Ok al piano carceri: posti per 60mila detenuti

Approvato
il piano carceri: poteri straordinari al capo del Dap e iter più veloci per l’edilizia carceraria. Alfano: "Obiettivo di preservare la dignità dei
detenuti". A febbraio la riforma del processo penale: pressing sulle intercettazioni

Roma - Il Consiglio dei ministri ha approvato questa mattina il piano carceri presentato dal ministro della Giustizia, Angelino Alfano. La via per approvarlo in Parlamento in tempi rapidi sarà inserirlo all’interno del decreto "milleproroghe", al momento all’esame della commissione Finanze del Senato. "Abbiamo approvato un piano per offrire finalmente al nostro paese un assetto dell’edilizia carceraria al passo con i tempi - ha spiegato il Guardasigilli - con l’obiettivo di preservare la dignità dei detenuti".

Il piano carceri Tra i punti centrali del piano carceri approvato dal Consiglio dei ministri figurano anche i poteri straordinari al capo del Dap Franco Ionta e iter più veloci per l’edilizia carceraria. Ionta dovrà individuare "la migliore e più razionale allocazione degli istituti penitenziari nel nostro paese" e potrà sostituirsi alle amministrazioni inadempienti. I nuovi istituti, ha detto Alfano, saranno considerati "strutture strategiche nazionali". In particolare, il commissario straordinario avrà anche la facoltà di "dimezzare tutti termini relativi alle autorizzazioni" proprio per accelerare l’ iter per la realizzazione di nuovi carceri. Il piano porterà il numero dei posti disponibili per i detenuti da 43mila a 60mila. Il Guardasigilli ha confermato che la norma sarà presentata come emendamento al decreto 'milleproroghe': "Abbiamo poco tempo e pochi soldi per realizzare le strutture ma l’obiettivo è portare il numero dei posti da quello attuale di 43mila a quello dei 60mila posti". Alfano ha quindi ricordato che attualmente in Italia ci sono 58.200 detenuti.
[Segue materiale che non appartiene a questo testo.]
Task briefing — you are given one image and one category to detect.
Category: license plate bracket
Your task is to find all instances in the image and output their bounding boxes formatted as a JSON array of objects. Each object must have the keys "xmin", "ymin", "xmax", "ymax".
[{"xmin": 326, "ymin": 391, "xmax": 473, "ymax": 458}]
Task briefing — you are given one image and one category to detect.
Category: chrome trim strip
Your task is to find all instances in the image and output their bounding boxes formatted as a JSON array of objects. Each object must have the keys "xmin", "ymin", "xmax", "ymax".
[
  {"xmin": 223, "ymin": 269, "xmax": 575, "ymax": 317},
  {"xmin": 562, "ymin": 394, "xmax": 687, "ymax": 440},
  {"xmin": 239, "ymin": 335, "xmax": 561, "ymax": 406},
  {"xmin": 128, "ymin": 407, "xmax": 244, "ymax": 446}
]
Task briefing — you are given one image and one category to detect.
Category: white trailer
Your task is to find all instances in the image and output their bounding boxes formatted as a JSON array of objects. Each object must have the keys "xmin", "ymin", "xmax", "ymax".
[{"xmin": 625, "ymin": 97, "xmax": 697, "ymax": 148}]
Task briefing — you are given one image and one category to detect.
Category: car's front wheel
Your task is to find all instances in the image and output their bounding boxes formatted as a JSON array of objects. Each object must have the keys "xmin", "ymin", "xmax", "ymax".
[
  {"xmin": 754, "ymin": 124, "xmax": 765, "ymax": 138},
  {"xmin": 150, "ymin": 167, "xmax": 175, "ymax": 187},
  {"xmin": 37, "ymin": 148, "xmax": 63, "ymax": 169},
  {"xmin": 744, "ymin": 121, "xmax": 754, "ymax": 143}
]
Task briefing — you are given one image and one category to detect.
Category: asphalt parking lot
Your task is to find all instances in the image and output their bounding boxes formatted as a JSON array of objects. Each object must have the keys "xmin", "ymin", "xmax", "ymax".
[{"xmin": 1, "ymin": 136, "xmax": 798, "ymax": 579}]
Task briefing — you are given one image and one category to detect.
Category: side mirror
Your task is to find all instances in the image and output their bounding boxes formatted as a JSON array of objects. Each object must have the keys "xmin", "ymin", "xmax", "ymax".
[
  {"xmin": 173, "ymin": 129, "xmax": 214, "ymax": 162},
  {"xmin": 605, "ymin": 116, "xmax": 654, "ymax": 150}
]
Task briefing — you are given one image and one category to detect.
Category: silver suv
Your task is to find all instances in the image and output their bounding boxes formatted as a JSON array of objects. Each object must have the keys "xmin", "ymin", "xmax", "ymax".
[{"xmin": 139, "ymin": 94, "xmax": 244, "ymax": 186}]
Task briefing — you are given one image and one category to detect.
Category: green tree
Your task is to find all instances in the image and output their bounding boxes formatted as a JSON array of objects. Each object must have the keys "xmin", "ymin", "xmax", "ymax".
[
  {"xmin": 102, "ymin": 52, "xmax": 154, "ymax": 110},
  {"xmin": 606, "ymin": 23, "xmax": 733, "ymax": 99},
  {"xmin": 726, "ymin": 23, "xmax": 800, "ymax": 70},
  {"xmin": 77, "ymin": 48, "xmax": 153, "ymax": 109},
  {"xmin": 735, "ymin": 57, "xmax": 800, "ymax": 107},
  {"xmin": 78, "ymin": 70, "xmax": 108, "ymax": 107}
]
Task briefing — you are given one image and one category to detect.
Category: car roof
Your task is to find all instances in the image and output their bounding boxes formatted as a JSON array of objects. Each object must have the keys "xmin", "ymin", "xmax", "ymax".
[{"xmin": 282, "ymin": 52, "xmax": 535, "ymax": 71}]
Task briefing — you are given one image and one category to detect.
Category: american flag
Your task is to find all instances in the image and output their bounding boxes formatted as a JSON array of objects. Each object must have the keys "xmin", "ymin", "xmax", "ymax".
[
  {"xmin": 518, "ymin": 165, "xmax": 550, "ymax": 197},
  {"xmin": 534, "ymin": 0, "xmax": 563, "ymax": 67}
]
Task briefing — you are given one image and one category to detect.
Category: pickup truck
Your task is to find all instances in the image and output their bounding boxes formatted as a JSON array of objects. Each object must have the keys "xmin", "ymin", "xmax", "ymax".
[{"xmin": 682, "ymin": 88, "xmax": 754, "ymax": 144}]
La riforma del processo penale La riforma del processo penale verrà esaminata nel primo Consiglio dei ministri di febbraio. Il Governo ha deciso di arrivare al 31 gennaio, data di inaugurazione dell’anno giudiziario nelle corti di appello, con un "testo aperto". "Sulle intercettazioni ho intenzione martedì di operare con i capigruppo della maggioranza e arrivare a una sintesi - ha spiegato Alfano - vi sono alcuni punti ancora aperti ma penso che un accordo potrà essere trovato per quella data".